Both work, both are great, and it takes discernment and listening skills to know which method to use at any particular time.

Pleasure as Medicine

So what would happen if our everyday lives were woven with pleasure? No longer a commodity, an overindulgence, a reward, nor something outside of us to seek after. Something we trusted as a good thing. Pleasure – inherent to our humanness, a part of our bodies, our memory, and our relationships.
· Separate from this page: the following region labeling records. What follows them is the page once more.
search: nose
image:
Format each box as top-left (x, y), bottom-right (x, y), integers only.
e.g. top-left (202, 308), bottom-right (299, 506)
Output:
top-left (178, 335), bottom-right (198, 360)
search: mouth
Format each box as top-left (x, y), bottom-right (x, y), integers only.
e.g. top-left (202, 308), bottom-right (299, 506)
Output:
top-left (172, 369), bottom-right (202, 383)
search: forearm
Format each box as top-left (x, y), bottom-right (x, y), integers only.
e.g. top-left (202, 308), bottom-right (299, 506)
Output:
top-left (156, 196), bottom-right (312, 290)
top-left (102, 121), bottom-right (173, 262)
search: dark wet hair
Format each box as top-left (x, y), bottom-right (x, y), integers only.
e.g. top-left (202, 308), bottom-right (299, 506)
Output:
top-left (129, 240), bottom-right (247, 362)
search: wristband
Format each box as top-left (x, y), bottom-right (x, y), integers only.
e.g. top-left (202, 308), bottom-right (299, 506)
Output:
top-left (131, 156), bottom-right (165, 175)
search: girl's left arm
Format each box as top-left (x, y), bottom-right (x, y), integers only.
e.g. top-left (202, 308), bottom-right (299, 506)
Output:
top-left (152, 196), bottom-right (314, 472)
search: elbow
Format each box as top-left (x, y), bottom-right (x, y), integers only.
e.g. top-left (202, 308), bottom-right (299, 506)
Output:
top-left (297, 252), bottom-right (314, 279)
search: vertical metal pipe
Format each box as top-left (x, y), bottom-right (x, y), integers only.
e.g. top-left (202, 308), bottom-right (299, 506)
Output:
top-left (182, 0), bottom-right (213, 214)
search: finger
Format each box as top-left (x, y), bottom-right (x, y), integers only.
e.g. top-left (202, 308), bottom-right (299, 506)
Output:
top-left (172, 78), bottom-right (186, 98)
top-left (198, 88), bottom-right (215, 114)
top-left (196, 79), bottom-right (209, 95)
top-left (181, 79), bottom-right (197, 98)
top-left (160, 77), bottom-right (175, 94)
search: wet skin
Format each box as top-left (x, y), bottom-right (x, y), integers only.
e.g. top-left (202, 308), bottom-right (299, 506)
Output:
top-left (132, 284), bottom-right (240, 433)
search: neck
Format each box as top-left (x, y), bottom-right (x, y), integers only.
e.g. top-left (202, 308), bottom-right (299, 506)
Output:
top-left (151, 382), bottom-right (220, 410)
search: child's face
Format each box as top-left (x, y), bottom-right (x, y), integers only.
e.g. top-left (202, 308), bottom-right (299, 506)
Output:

This is a long-shot of a thesis, yet I’m inclined to say, pleasure is our current medicine. I believe this may be the medicine for our collective cultural starvation. It may be the mindset that shifts our orientation towards preventative healthcare (rather than our current symptomatic healthcare). It may heal our relationships with our bodies, as a place to enjoy rather than control. It may lead to less consumption and overspending, as we take in and absorb our sensate world as nourishing and enlivening. It may heal our relationships to others, as we would know enjoyment to exist inside ourselves allowing us to touch into ourselves as whole and complete – freeing up space to connect with others beyond our own needs and wants. It may be just the thing needed to reclaim joy and spiritual fortitude in our lives.